Big plans from the NCAA

Mar 30, 2024; Los Angeles, CA, USA; A general overall view as Clemson Tigers guard Chase Hunter (1) dribbles dribbles the ball against Alabama Crimson Tide guard Aaron Estrada (55) on the NCAA March Madness Sweet 16 and Elite Eight logo at midcourt in the first half at Arena. Mandatory Credit: Kirby Lee-USA TODAY Sports
© Kirby Lee-USA TODAY Sports

The NCAA is willing to expand March Madness such that more teams get included, per Ross Dellenger of Yahoo Sports. They are either considering an addition of four or eight teams down the line. This would expand the competition to 72 and 76 squads for the greatest prize in all of college basketball, the National Championship. Charlie Baker and the commissioners have still not reached an agreement. But, it was presented by Dan Gavitt, the NCAA's senior vice president for basketball, and Lynn Holzman, the vice president for women's basketball.

This March Madness expansion could come as early as the 2025-26 season. But, it does not mean that the revenue for the tournament nor the NCAA has increased also. CBS and Turner, the current rights holders, are not required to increase their investment if this move does happen. However, the possibility of the contract getting larger is never zero.

The next step is for Charlie Baker and the NCAA to analyze whether or not this would be a strategic move. They will be conducting the examinations in the summer and fall to outline the actionable plans that they could carry out to make March Madness' expansion a reality. Meetings are also likely to start as soon as the next week of this presentation. The NCAA basketball oversight committee will immediately conduct its meetings after this plan is presented. Meanwhile, the NCAA basketball selection committee is going to have theirs in the coming month.

March Madness is one of the biggest revenue earners for the NCAA. It gets approximately $700 million per year from CBS and Turner. That very hefty contract is going to last up until 2032. So, they must take careful steps in altering the biggest college basketball tournament and one of the biggest sporting events in the country.

What does an expanded March Madness look like?

The first thing to note is that automatic qualifiers from the 28 smaller conferences will not be touched.
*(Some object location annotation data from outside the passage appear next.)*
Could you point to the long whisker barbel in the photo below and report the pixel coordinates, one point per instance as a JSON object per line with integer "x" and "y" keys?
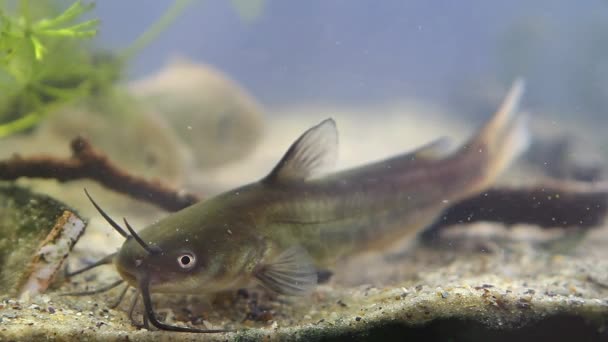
{"x": 148, "y": 248}
{"x": 107, "y": 217}
{"x": 151, "y": 316}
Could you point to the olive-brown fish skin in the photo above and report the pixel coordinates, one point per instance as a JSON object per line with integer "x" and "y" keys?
{"x": 237, "y": 236}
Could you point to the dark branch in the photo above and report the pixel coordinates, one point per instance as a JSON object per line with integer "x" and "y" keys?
{"x": 86, "y": 162}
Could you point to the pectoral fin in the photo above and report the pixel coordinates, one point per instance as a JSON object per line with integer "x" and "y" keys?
{"x": 315, "y": 150}
{"x": 291, "y": 273}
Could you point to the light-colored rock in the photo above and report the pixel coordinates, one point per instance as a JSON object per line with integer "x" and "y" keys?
{"x": 214, "y": 116}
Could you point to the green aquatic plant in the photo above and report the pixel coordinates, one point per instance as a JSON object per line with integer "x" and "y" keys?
{"x": 43, "y": 62}
{"x": 46, "y": 62}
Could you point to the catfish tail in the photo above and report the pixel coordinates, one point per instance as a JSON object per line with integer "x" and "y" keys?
{"x": 500, "y": 141}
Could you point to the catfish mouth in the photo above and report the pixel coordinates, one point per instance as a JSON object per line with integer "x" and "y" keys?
{"x": 129, "y": 277}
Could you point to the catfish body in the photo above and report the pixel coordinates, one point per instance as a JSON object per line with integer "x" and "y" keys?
{"x": 280, "y": 229}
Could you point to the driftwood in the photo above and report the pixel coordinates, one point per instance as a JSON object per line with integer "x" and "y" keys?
{"x": 86, "y": 162}
{"x": 555, "y": 204}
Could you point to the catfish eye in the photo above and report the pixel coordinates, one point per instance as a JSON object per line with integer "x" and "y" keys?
{"x": 186, "y": 261}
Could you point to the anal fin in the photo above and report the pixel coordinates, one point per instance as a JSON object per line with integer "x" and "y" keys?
{"x": 291, "y": 273}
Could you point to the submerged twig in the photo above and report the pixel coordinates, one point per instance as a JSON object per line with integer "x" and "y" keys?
{"x": 88, "y": 163}
{"x": 555, "y": 204}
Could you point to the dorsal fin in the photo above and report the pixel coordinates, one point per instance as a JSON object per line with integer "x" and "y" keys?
{"x": 434, "y": 150}
{"x": 315, "y": 150}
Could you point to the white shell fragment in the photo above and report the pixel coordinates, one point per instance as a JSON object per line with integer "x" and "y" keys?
{"x": 51, "y": 254}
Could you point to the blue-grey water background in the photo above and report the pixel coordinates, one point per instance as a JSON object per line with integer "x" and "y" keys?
{"x": 368, "y": 51}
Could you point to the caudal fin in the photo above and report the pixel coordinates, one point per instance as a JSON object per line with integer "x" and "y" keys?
{"x": 502, "y": 139}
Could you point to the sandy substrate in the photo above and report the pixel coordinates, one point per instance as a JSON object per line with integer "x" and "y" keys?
{"x": 498, "y": 280}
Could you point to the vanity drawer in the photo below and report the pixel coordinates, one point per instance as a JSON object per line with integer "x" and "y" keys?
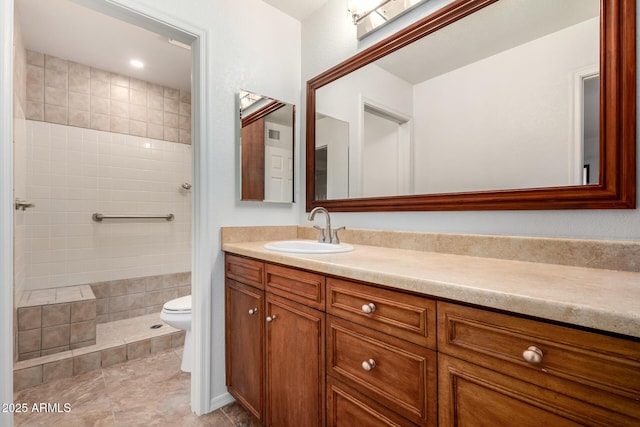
{"x": 398, "y": 374}
{"x": 574, "y": 362}
{"x": 297, "y": 285}
{"x": 406, "y": 316}
{"x": 244, "y": 270}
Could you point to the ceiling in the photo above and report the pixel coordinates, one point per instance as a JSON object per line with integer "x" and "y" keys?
{"x": 494, "y": 29}
{"x": 70, "y": 31}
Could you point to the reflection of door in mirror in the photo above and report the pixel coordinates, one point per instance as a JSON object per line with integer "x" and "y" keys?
{"x": 386, "y": 153}
{"x": 332, "y": 158}
{"x": 278, "y": 178}
{"x": 266, "y": 141}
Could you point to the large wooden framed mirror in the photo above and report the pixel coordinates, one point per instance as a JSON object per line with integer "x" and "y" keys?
{"x": 482, "y": 105}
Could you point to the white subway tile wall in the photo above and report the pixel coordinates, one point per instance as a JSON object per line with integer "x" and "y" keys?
{"x": 65, "y": 92}
{"x": 75, "y": 172}
{"x": 19, "y": 171}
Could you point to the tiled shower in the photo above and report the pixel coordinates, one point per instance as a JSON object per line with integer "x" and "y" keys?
{"x": 88, "y": 141}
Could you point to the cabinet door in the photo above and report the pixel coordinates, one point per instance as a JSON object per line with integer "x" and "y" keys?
{"x": 470, "y": 395}
{"x": 245, "y": 342}
{"x": 295, "y": 364}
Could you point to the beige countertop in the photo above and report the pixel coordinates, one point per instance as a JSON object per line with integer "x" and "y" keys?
{"x": 607, "y": 300}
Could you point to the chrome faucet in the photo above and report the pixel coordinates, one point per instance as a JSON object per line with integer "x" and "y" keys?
{"x": 327, "y": 234}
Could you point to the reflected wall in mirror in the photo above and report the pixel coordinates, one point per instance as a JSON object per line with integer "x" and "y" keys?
{"x": 266, "y": 148}
{"x": 483, "y": 105}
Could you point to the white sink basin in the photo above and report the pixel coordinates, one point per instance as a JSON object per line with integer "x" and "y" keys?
{"x": 307, "y": 247}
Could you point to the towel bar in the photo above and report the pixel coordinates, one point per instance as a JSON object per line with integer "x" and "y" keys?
{"x": 99, "y": 217}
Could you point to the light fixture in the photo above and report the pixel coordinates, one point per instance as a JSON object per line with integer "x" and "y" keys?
{"x": 369, "y": 15}
{"x": 136, "y": 63}
{"x": 360, "y": 9}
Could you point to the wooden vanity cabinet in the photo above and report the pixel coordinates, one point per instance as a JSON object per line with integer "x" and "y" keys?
{"x": 571, "y": 378}
{"x": 308, "y": 350}
{"x": 380, "y": 344}
{"x": 275, "y": 346}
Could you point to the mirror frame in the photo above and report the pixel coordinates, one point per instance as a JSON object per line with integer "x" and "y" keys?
{"x": 616, "y": 188}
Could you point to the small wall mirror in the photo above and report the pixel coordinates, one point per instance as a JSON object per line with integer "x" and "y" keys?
{"x": 266, "y": 148}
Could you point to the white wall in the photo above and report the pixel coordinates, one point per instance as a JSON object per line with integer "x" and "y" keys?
{"x": 343, "y": 100}
{"x": 75, "y": 172}
{"x": 464, "y": 143}
{"x": 323, "y": 48}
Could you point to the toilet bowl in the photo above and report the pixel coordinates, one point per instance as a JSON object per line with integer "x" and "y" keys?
{"x": 177, "y": 313}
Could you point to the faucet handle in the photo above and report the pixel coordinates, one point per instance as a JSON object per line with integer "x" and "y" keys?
{"x": 321, "y": 237}
{"x": 336, "y": 240}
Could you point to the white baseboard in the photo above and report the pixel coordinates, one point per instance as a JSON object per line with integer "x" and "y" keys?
{"x": 220, "y": 401}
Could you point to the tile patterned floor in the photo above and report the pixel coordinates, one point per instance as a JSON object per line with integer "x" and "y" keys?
{"x": 143, "y": 392}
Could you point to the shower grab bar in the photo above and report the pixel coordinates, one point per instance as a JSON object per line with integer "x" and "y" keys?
{"x": 99, "y": 217}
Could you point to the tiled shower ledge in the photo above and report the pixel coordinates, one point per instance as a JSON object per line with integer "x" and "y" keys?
{"x": 116, "y": 342}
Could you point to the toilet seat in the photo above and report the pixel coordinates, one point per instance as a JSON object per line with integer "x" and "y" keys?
{"x": 178, "y": 305}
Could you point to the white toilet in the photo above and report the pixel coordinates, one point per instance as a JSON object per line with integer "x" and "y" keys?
{"x": 177, "y": 313}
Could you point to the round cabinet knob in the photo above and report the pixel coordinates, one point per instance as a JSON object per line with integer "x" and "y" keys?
{"x": 369, "y": 308}
{"x": 533, "y": 355}
{"x": 368, "y": 365}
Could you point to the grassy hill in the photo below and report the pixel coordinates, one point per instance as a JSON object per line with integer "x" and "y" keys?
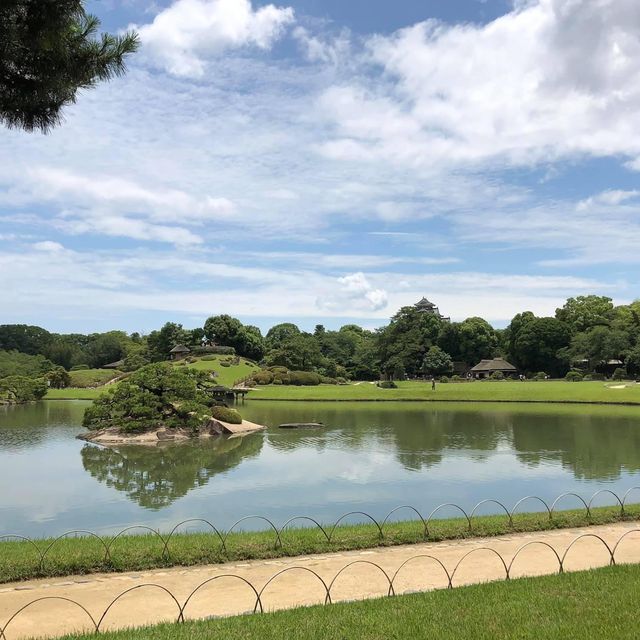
{"x": 227, "y": 374}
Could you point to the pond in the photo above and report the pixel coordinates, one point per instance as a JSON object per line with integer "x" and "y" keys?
{"x": 370, "y": 457}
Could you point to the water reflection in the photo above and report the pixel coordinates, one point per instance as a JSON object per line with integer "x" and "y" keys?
{"x": 156, "y": 476}
{"x": 370, "y": 456}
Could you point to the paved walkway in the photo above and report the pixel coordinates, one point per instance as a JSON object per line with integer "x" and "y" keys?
{"x": 228, "y": 596}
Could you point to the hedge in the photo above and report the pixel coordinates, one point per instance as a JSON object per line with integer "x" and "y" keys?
{"x": 226, "y": 415}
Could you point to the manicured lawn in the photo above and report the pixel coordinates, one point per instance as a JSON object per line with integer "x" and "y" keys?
{"x": 92, "y": 377}
{"x": 549, "y": 391}
{"x": 83, "y": 380}
{"x": 226, "y": 375}
{"x": 74, "y": 393}
{"x": 599, "y": 605}
{"x": 20, "y": 561}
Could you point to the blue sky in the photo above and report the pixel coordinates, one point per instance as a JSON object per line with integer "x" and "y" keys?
{"x": 329, "y": 161}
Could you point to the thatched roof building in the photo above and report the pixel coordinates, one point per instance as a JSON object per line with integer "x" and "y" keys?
{"x": 485, "y": 368}
{"x": 179, "y": 351}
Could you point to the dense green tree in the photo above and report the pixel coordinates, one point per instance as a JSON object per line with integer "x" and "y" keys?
{"x": 14, "y": 363}
{"x": 25, "y": 338}
{"x": 477, "y": 340}
{"x": 156, "y": 395}
{"x": 598, "y": 345}
{"x": 160, "y": 343}
{"x": 584, "y": 312}
{"x": 280, "y": 333}
{"x": 230, "y": 332}
{"x": 537, "y": 344}
{"x": 407, "y": 339}
{"x": 48, "y": 52}
{"x": 437, "y": 362}
{"x": 59, "y": 378}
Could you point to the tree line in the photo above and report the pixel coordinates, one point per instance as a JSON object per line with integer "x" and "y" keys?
{"x": 587, "y": 333}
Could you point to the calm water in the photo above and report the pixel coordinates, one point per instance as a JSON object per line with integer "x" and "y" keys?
{"x": 370, "y": 457}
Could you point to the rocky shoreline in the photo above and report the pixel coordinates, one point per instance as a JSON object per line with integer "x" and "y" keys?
{"x": 163, "y": 434}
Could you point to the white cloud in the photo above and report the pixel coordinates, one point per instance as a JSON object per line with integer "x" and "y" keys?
{"x": 182, "y": 37}
{"x": 48, "y": 246}
{"x": 551, "y": 79}
{"x": 612, "y": 198}
{"x": 354, "y": 292}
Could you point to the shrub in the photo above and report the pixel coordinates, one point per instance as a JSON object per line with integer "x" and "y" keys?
{"x": 22, "y": 389}
{"x": 263, "y": 377}
{"x": 221, "y": 351}
{"x": 59, "y": 378}
{"x": 304, "y": 378}
{"x": 226, "y": 415}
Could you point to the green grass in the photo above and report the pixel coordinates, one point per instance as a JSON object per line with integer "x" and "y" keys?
{"x": 83, "y": 383}
{"x": 549, "y": 391}
{"x": 92, "y": 377}
{"x": 598, "y": 605}
{"x": 226, "y": 375}
{"x": 82, "y": 555}
{"x": 75, "y": 394}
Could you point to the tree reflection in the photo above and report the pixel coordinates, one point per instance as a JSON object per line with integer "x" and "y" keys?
{"x": 156, "y": 476}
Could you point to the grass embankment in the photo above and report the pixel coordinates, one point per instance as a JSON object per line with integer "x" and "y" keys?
{"x": 226, "y": 374}
{"x": 82, "y": 555}
{"x": 480, "y": 391}
{"x": 595, "y": 604}
{"x": 89, "y": 384}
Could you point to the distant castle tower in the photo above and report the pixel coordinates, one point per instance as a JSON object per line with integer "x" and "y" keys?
{"x": 425, "y": 306}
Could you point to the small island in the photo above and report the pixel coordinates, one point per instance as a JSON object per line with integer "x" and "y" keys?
{"x": 161, "y": 403}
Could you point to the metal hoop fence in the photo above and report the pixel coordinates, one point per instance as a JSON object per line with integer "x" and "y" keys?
{"x": 390, "y": 579}
{"x": 326, "y": 532}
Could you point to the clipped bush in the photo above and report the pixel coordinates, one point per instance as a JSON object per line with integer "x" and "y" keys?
{"x": 17, "y": 389}
{"x": 304, "y": 378}
{"x": 226, "y": 415}
{"x": 263, "y": 377}
{"x": 221, "y": 351}
{"x": 619, "y": 374}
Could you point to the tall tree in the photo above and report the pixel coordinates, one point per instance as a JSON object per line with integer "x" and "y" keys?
{"x": 49, "y": 51}
{"x": 584, "y": 312}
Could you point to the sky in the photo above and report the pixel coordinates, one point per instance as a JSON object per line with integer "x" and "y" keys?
{"x": 323, "y": 161}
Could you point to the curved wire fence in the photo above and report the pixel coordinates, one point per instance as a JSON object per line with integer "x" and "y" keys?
{"x": 327, "y": 531}
{"x": 97, "y": 620}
This means that only the number of at-large selections is going to expand due to this move. An additional First Four site in the Western time zone is likely going to be added because of this.

The change will likely include play-in games. So, the 64 teams ranked higher that have secured a spot in March Madness are not that affected. Squads that are ranked from 10th to 12th need to win a play-in game. This is so that they can advance to the first round due to this expansion. A big issue that Charlie Baker's NCAA will have to deal with is having to relegate smaller conference automatic qualifiers to these play-in games.

A lot of movement is going to go on in the NCAA in the coming months. Will it all be realized come the 2025 season?